Historical Stock Returns and Investing for Retirement

December of 2018 was a stark reminder that the stock market can be very volatile. When investors begin to flee stocks in droves, losses in the stock market can pile up very quickly. Combine that with all of the programmed trading that exists today and we now have a market that is more susceptible than ever to large, quick swings.

The Long Run Still Looks Good For Stocks

In the short run, extreme volatility can keep investors up at night. Losing 15% in one month, like we saw in December of 2018, can create major anxiety and leads to a lot of people selling into the downturn.

Short run volatility in stocks can be tough to stomach when the money invested will be needed within the next few years. The downturn can mean one cannot purchase the new car, put money into home improvements, etc. Of course, this is one reason why money that will be needed soon should not be 100% invested in stocks. It’s just too risky.

So what about investing in stocks for the long term? Should a 35 year old investor who plans on retiring in 30 years really worry about a 15% decline in his retirement portfolio? In general, the answer to that is a resounding no.

In the chart above we see the rolling average 30 year annualized returns starting in 1926. As you can see, money invested in the S&P 500 never has a negative annualized return over any 30 year period during this time frame. This is just another way of saying that stocks always go up over a long enough time horizon. Put another way, the longer your time horizon, the more likely it is that your stocks will have a positive return. Not only will they have a positive return over a long enough time horizon, but they will almost always beat bonds.

Longer Time Horizons Allow For More Risk

We hear this all the time: Start investing for retirement when you’re young! This is very sound advice because the power of compounding means that the growth in one’s investments can skyrocket over long time periods. What should also be added to this sound advice is: Take more investment risk while you’re young! At least this should be true for retirement investments that won’t be needed for 25 or more years.

Using the power of compounding combined with achieving higher returns (due to higher risk) over a long time frame is a recipe for a secure retirement. If one saves $10,000 a year for 30 years and only earns 3% per year, they will have about $475,000 at the end of that time frame. But if one takes a bit more risk and earns 7% per year, the amount at the end of 30 years would be nearly $1 million! That is one good example of the power of compounding at work.

How Time Horizon Impacts A Retirement Plan

I used a really detailed and easy to use financial planning application called WealthTrace to run a retirement plan so I could see just how it was affected by different scenarios. I entered a couple that is 30 years old and will retire when they’re 65. They save $20,000 per year combined into their 401(k) plans. They also plan on spending $60,000 a year once they retire.

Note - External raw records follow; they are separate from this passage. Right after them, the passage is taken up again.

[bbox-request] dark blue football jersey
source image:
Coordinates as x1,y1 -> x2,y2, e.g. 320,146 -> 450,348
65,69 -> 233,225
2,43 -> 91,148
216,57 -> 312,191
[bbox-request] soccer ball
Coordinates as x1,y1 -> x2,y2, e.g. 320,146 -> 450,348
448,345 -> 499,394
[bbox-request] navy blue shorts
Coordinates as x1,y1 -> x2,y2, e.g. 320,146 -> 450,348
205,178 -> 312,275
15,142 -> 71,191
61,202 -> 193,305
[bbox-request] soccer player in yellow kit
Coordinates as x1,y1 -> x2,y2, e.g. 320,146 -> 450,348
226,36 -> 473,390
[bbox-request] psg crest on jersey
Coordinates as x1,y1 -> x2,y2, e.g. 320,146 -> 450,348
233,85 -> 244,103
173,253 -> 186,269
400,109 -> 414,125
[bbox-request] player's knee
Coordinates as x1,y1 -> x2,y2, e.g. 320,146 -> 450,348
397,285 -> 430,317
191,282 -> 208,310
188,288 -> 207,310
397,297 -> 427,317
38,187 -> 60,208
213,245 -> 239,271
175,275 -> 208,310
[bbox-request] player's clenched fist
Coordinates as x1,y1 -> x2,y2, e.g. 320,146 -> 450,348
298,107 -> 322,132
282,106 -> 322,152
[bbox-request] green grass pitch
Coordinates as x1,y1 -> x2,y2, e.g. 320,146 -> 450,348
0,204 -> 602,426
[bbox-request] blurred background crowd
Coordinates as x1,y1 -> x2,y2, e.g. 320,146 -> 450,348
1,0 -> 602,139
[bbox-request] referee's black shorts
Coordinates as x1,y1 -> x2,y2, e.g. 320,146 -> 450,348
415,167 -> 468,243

I first looked at their probability of never running out of money (using retirement Monte Carlo analysis) when they are invested in 50% stocks and 50% treasury bonds. Their probability number was only 65%. But if I boosted their stocks to 90% pre-retirement and then back to 50% stock in retirement, their probability of never running out of money jumps up to 80%.

This is an interesting lesson in both taking more risk when you’re younger and then taking less risk when you’re older. After running a few scenarios I found that it is best for this couple to reallocate to a less risky portfolio right about when they retire. If they kept their money 90% in stocks the entire time, their probability of never running out of money was only 72%.

Moving them to a more conservative, diversified portfolio improves their chances of never running out of money. This makes intuitive sense because their time horizon is much shorter in terms of when they will need their retirement money. This also shows the benefits of diversification, especially as we get older and closer to needing our retirement money.

It really cannot be overstated how important it is to leverage the the time horizon when investing for retirement. Let the time horizon work in your favor. Start investing when you’re young and take more risk when you’re young with your retirement savings. Don’t let the short-term volatility keep you up at night if you won’t need the money for decades.